Quantcast
Channel: Visual art – Somatosphere
Viewing all articles
Browse latest Browse all 7

Susan Squier’s Epigenetic Landscapes: Drawing as Metaphor by Rebecca Rahimi

$
0
0

Epigenetic Landscapes: Drawing as Metaphor

Susan Merrill Squier

Duke University Press, 2017. 280 pages

 

Susan Merrill Squier’s Epigenetic Landscapes: Drawing as Metaphor is positioned at the intersection of biological systems and art. Squier is a professor of Women’s, Gender and Sexuality studies whose research examines how culture, art and comics influence medicine. The book consists of an extensive biography and history of Conrad Waddington–the biologist often credited with laying the conceptual groundwork for epigenetics–and his three formulations of the epigenetic landscape. Squier’s text largely serves as an analysis of how images associated with the epigenetic landscape can be reimagined and understood as revealing knowledge not only regarding the life sciences, but the entanglement of art and science as informed by feminist epistemology.

By incorporating scholarship from various disciplines, Squier critiques the modern-day narrowing of epigenetics in order to argue for an epigenetics of the past, one that encourages ambiguity and questioning. In doing so, Squier looks at how epigenetics can be used in analyzing biological notions and understanding the development of knowledge in several other (humanities and social science based) fields. By scrutinizing the history of the epigenetic landscape and by integrating a multidisciplinary perspective, Squier successfully argues against epigenetic determinism and reductionism; in doing so, she reintroduces the concept through an unexpected and humanities-based lens. Unlike today’s molecularized understanding of epigenetics, Squier’s exposition of epigenetics, which showcases her sensory-laced descriptions and inclusion of the arts and feminist epistemology, mirrors the vibrant and well-rounded approach first taken by Waddington.
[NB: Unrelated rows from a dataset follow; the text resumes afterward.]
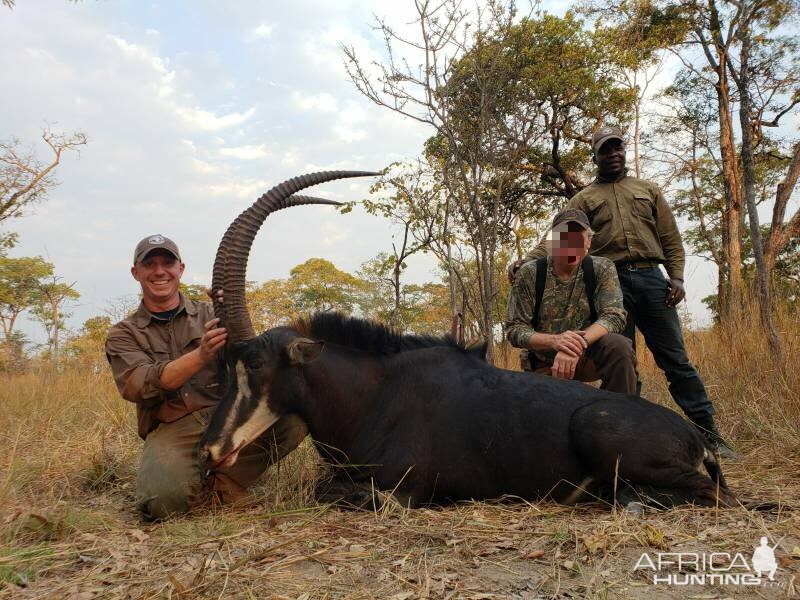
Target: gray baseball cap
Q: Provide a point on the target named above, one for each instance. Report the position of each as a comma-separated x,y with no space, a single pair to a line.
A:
155,242
602,135
572,215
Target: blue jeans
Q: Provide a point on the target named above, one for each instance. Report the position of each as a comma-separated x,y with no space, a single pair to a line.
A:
645,293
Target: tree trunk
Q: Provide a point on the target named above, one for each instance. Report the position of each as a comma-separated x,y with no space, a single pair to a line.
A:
730,171
748,167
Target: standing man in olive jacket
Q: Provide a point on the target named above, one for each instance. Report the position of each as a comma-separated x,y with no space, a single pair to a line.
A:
164,360
634,227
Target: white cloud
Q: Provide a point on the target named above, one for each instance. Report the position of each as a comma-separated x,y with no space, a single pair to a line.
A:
323,102
248,152
264,30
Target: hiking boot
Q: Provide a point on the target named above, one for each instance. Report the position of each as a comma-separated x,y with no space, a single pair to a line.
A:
709,430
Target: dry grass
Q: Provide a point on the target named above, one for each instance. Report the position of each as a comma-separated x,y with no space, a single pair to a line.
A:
68,526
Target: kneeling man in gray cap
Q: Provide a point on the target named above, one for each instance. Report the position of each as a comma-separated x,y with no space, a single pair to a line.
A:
566,311
164,359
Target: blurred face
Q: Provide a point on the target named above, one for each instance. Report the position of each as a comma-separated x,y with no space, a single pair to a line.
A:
159,275
610,157
570,244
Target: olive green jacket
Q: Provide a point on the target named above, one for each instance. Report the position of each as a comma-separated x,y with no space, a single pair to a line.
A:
631,221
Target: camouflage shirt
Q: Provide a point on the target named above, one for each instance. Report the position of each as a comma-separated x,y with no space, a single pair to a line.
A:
564,304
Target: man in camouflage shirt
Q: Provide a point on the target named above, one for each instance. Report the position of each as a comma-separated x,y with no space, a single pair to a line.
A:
634,227
567,342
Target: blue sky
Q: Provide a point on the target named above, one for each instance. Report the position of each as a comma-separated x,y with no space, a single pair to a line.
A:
193,110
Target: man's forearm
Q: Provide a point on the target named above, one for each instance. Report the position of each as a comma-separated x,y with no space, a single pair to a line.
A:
181,370
594,332
540,341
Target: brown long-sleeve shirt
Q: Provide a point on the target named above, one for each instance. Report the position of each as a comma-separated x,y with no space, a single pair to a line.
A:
632,222
139,347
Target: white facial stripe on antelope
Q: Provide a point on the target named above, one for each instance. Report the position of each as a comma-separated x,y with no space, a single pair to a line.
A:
259,421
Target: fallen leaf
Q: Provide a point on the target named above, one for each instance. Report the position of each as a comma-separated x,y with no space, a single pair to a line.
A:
139,535
594,543
454,541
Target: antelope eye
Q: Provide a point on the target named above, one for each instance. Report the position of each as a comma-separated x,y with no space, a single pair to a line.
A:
253,362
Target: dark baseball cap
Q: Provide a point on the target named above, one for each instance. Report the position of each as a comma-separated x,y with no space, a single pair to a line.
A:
155,242
572,215
602,135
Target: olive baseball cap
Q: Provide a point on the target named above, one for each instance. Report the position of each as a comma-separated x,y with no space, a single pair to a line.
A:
155,242
572,215
602,135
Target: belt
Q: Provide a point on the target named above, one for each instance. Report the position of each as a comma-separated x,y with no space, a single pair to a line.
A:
635,265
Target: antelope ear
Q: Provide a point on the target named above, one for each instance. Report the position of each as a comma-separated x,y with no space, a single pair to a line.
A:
303,350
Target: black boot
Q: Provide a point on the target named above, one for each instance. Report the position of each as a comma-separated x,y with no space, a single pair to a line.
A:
708,428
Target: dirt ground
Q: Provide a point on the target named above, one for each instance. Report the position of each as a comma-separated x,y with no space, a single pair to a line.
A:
96,547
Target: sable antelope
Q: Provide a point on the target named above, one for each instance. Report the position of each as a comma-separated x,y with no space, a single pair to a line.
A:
431,420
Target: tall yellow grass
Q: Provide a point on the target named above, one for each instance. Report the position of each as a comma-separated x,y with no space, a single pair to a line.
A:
69,459
68,431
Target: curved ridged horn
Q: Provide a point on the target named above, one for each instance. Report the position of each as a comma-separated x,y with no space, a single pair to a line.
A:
230,264
218,274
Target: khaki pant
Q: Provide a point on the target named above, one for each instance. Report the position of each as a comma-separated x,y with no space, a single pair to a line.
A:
171,481
610,359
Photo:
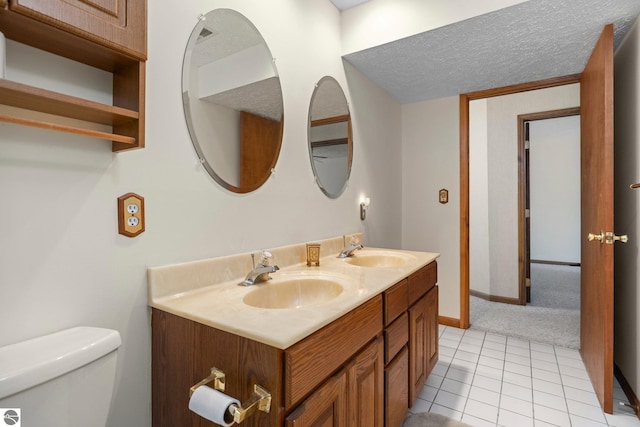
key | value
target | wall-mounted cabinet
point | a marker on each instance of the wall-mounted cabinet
(106, 34)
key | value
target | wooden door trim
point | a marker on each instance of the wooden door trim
(464, 172)
(522, 192)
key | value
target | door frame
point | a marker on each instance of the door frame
(524, 238)
(464, 172)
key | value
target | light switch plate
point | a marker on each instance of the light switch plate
(130, 214)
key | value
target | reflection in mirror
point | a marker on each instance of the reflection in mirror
(330, 142)
(232, 100)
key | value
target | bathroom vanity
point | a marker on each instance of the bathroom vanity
(358, 357)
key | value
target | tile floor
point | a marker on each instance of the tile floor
(492, 380)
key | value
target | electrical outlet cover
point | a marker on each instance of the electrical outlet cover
(130, 214)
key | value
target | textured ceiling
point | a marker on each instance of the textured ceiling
(347, 4)
(535, 40)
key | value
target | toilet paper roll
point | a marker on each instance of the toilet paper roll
(2, 56)
(212, 405)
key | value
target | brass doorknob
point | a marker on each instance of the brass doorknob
(591, 237)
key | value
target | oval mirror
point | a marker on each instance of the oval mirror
(329, 135)
(232, 100)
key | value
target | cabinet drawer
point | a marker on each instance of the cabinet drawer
(395, 301)
(396, 336)
(421, 281)
(310, 361)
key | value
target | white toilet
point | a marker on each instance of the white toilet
(65, 379)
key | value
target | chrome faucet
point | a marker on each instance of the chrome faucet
(260, 272)
(350, 248)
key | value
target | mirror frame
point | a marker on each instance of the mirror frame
(188, 114)
(337, 119)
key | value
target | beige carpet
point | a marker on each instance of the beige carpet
(429, 419)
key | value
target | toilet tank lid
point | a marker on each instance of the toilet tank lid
(35, 361)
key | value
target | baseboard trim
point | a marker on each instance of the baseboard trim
(628, 391)
(540, 261)
(493, 298)
(449, 321)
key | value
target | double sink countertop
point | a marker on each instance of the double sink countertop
(220, 302)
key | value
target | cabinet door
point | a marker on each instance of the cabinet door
(118, 24)
(396, 378)
(365, 376)
(326, 407)
(417, 348)
(432, 329)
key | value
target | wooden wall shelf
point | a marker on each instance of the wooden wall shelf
(120, 50)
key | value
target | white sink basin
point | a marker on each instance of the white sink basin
(379, 259)
(294, 291)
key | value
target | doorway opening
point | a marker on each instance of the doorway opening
(549, 208)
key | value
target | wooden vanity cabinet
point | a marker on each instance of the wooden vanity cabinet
(423, 328)
(107, 34)
(363, 369)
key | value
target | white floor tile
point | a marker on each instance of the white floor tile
(521, 380)
(583, 422)
(420, 406)
(549, 400)
(455, 387)
(548, 387)
(491, 380)
(551, 416)
(485, 396)
(518, 406)
(494, 345)
(447, 412)
(482, 410)
(542, 348)
(517, 368)
(541, 355)
(578, 383)
(517, 342)
(496, 354)
(487, 383)
(434, 380)
(428, 393)
(490, 372)
(586, 411)
(450, 400)
(547, 366)
(495, 338)
(541, 374)
(522, 360)
(471, 348)
(462, 375)
(587, 397)
(520, 351)
(507, 418)
(490, 361)
(476, 422)
(518, 392)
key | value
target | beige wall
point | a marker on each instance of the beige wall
(627, 207)
(62, 262)
(430, 147)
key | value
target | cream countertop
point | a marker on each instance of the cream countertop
(221, 305)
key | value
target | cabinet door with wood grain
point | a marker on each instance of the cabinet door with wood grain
(418, 329)
(432, 328)
(326, 407)
(365, 379)
(118, 24)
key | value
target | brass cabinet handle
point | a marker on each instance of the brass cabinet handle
(607, 237)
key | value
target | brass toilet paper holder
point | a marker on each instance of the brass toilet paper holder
(261, 399)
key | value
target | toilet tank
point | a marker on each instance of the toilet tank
(64, 379)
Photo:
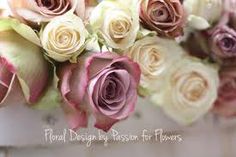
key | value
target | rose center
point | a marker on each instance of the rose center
(119, 28)
(160, 14)
(228, 43)
(193, 86)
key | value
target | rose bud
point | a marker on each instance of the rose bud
(189, 90)
(44, 10)
(64, 37)
(101, 84)
(116, 22)
(23, 70)
(222, 43)
(160, 54)
(166, 17)
(226, 102)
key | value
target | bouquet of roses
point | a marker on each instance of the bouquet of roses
(95, 58)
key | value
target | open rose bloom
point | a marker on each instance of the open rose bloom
(45, 10)
(100, 84)
(94, 58)
(21, 80)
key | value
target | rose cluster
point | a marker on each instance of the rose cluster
(94, 58)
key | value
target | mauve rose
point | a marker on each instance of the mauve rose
(21, 79)
(45, 10)
(102, 84)
(163, 16)
(222, 42)
(226, 102)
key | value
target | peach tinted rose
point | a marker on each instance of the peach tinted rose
(226, 102)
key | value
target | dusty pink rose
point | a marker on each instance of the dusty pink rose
(44, 10)
(102, 84)
(226, 102)
(222, 41)
(162, 16)
(24, 74)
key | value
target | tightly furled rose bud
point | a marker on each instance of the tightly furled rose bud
(222, 41)
(226, 102)
(23, 70)
(154, 56)
(189, 90)
(64, 37)
(116, 22)
(163, 16)
(203, 13)
(45, 10)
(102, 84)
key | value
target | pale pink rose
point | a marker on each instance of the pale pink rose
(24, 74)
(101, 84)
(44, 10)
(166, 17)
(226, 102)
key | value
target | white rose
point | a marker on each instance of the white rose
(117, 21)
(203, 13)
(64, 37)
(154, 56)
(190, 90)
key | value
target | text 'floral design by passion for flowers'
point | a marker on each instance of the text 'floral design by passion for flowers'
(94, 58)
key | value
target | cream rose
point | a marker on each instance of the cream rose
(190, 90)
(155, 56)
(203, 13)
(64, 37)
(117, 22)
(45, 10)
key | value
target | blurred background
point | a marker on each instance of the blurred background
(22, 135)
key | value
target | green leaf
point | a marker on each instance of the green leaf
(52, 97)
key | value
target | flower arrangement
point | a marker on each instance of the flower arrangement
(93, 59)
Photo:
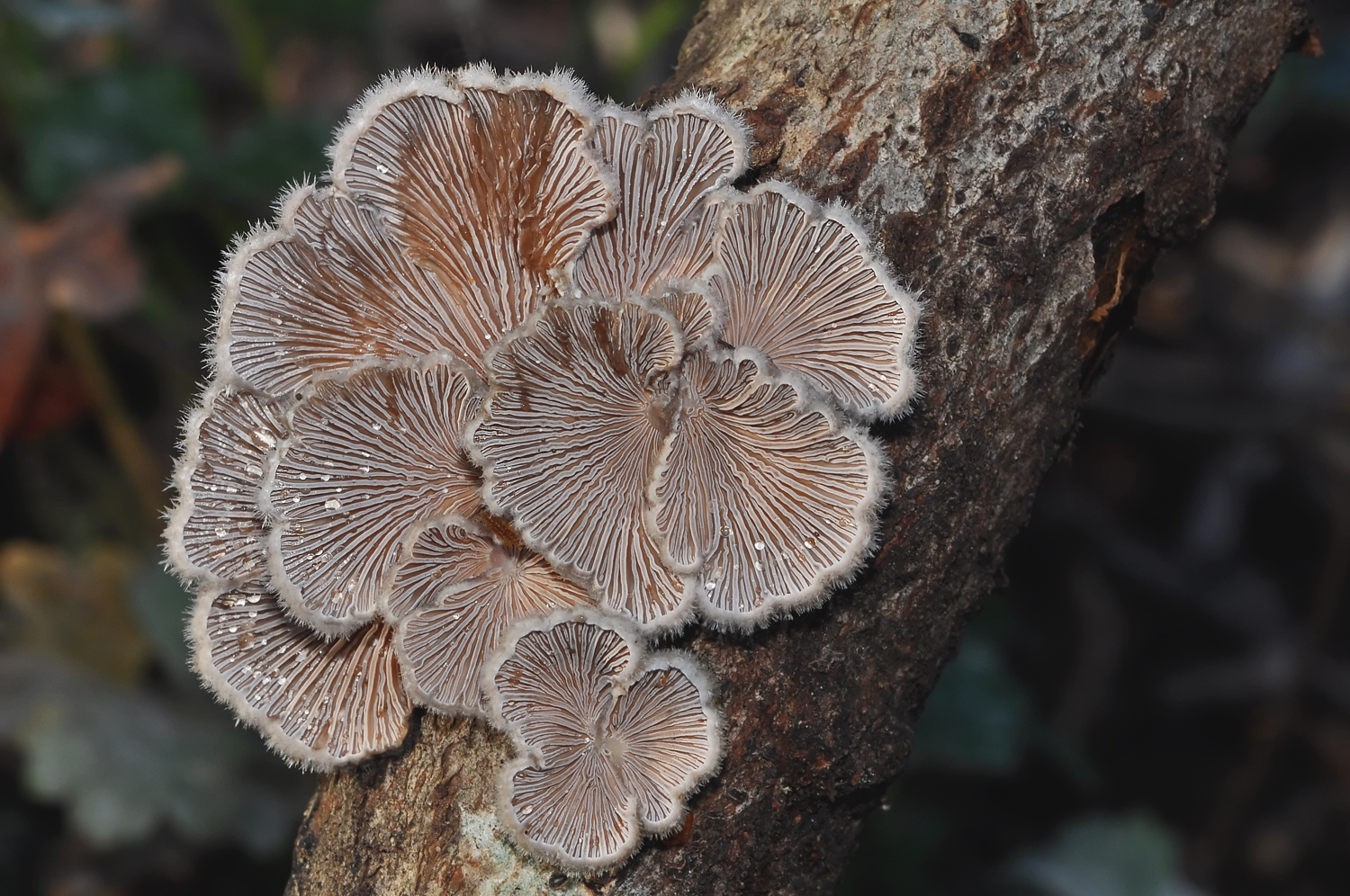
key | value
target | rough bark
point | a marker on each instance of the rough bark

Waddington’s first landscape is the river, drawn by John Piper, an artist and friend of the scientist. Chapter One centers on the initial formation the river, and how cultural events lent themselves to Waddington’s interest and creation of the epigenetic landscape. Waddington and Piper were both interested in the “connection between the movement of time and changes in the landscape… for Waddington, the challenge was epistemological: he wanted to find a way to link embryological development to hereditary transmission through the representation of temporal processes in a visual form” (25). Affected by the perturbations and chaos resulting from World War II and the Blitz, the men turned towards images of realistic and contextually comprehensible landscapes–leading to Piper’s illustration of the river. Waddington collaborated with Piper to create a drawing that broke free from the narrowness and complexity of the language associated with biology and instead made clear “the connection between the movement of time and changes” in both the landscape and in gene expression itself (25).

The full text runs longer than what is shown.